Una verità per la vita
Storia personale e storia di un intero popolo, fede personale e teologia, si intrecciano in questo dialogo di sua beatitudine Sviatoslav Shevchuk, attuale arcivescovo maggiore e presidente del Sinodo della Chiesa greco-cattolica ucraina, con Paolo Asolan, professore all’Università Pontificia Lateranense in Roma e incaricato della formazione del clero.
La fede vi appare come un incontro con la persona di Gesù Cristo e la sua declinazione è un’opera dello Spirito che ci introduce al mistero e si concretizza in noi nella fede, nella speranza e nella carità, per metterci di fronte al Padre. È fede trinitaria quella della Chiesa di tradizione orientale, che si concretizza e alimenta nella ricchezza e nello splendore della Divina liturgia che costituisce l’identità più profonda più autentica. Si vuole così testimoniare una verità sapienziale, che si esprime nella concretezza della vita di chi fa l’esperienza «di essere in Cristo creature nuove, di poter vivere diversamente da un semplice animale… Questa novità si manifesta come bellezza».
I temi centrali della tradizione orientale attraversano tutto il dialogo che si anima per le domande e le precisazioni e che mettono in luce lo specifico di quella tradizione pur nella comunione con il vescovo di Roma. Questi temi sono incorniciati da continui richiami alla vicenda personale di sua beatitudine e alla vicenda storica delle Chiese e del popolo ucraino, che comprendono persecuzioni e clandestinità, e sono colorate delle tristi tinte del sistema comunista sovietico che voleva cancellare identità nazionali e fede religiosa. Ripercorrere le varie tappe è un modo per rendere concreta quella verità che, nonostante tutte le avversità, è stata testimoniata.
Storia e fede interpellano il presente nel duplice fronte delle difficoltà in cui è l’Ucraina come Stato e della divisione tra le Chiese, e che sembra farsi a tratti più radicale nonostante la comune fede e tradizione orientale, a cui si affiancano poi le Chiese protestanti.
La coscienza che «nel corso dei secoli si è visto quanto sia facile spaccare la comunione e quanto sia difficile poi sanare questa spaccatura» fa concludere che il cammino ecumenico passa per una comunione che può essere «vissuta o testimoniata in diversi gradi»: «il rispetto della persona umana», «l’ascolto», «la carità». Si propone così un ecumenismo della vita che coinvolge i fedeli delle diverse Chiese in azioni comuni che superi quell’«esclusivismo ecclesiale, effetto della divisione, che sta quasi azzerando l’altro…uno scandalo e ovviamente un peccato da confessare» (p. 148).
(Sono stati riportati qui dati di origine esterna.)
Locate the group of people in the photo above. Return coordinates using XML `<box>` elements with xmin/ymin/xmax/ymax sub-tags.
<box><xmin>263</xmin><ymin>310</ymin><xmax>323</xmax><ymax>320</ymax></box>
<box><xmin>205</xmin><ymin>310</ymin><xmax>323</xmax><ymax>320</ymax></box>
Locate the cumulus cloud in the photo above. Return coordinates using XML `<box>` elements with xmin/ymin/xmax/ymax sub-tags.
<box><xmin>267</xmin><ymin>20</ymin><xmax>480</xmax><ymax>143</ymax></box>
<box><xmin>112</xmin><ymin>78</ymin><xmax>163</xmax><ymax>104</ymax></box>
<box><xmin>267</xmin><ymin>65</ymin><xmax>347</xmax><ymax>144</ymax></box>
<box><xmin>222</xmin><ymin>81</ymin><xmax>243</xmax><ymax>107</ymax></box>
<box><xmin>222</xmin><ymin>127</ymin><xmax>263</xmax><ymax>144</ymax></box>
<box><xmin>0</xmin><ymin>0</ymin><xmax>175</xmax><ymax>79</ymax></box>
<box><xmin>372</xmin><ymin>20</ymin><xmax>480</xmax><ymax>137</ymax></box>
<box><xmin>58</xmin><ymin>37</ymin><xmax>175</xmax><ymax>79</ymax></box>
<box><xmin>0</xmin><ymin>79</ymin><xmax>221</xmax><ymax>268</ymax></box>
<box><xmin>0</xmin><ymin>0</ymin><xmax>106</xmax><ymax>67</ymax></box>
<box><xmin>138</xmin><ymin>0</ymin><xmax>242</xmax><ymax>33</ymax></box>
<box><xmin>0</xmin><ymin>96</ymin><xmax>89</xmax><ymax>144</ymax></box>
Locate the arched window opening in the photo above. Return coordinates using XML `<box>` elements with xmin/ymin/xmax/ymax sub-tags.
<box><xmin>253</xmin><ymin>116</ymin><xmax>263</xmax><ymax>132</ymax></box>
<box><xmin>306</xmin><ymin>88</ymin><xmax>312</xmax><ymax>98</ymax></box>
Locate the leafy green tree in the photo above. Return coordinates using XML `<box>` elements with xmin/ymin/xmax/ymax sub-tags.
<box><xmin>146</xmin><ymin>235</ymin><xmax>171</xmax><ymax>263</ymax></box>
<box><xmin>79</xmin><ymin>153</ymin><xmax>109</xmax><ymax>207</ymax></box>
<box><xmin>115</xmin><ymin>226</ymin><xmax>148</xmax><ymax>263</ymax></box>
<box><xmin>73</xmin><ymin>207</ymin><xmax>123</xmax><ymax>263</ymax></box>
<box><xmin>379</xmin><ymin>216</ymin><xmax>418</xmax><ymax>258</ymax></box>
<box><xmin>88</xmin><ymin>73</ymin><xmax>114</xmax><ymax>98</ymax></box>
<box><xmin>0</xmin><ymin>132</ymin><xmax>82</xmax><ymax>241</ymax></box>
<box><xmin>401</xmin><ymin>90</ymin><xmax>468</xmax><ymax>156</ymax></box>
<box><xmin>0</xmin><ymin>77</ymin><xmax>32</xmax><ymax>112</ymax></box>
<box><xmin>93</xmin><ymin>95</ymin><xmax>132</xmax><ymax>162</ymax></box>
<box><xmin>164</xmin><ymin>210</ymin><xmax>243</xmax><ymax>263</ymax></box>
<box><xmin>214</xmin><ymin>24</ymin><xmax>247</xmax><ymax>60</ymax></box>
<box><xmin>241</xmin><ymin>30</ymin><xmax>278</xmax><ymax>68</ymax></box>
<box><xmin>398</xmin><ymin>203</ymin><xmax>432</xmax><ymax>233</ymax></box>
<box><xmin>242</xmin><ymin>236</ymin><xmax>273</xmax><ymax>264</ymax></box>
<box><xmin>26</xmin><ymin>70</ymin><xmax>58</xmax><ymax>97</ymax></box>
Asolan conclude: «L’audacia del titolo … incuriosisce, e mette sul tappeto sia una questione decisiva per l’essere umano … sia la questione del metodo adeguato per cercare una risposta a una questione fattasi (pericolosamente) tanto imbarazzante. Dove la domanda sulla verità viene elusa o rimossa, infatti, a farne le spese è proprio l’essere umano, la sua dignità e la sua libertà. Come documenta la storia dell’Ucraina dalla quale proviene l’autore… (p. 233).
In sottotraccia il dialogo sembra proporre quello che viene ricordato a proposito del radicamento della tradizione orientale, quando si preferiva dire non tanto «tornare ai Padri» quanto «andare avanti» verso i Padri. La sfida per le Chiese, per i cristiani, per tutti gli uomini è «andare avanti» verso la Verità e la Bellezza, verso Dio che ancora ci cerca, «si fa vicino Lui, è Lui che chiede. La prima iniziativa nell’instaurare questo rapporto divino-umano è di Dio. … oggi non capiamo che Dio ci chiama, ci interpella perché abbiamo ridotto Dio a un’idea e con un’idea non si può dialogare».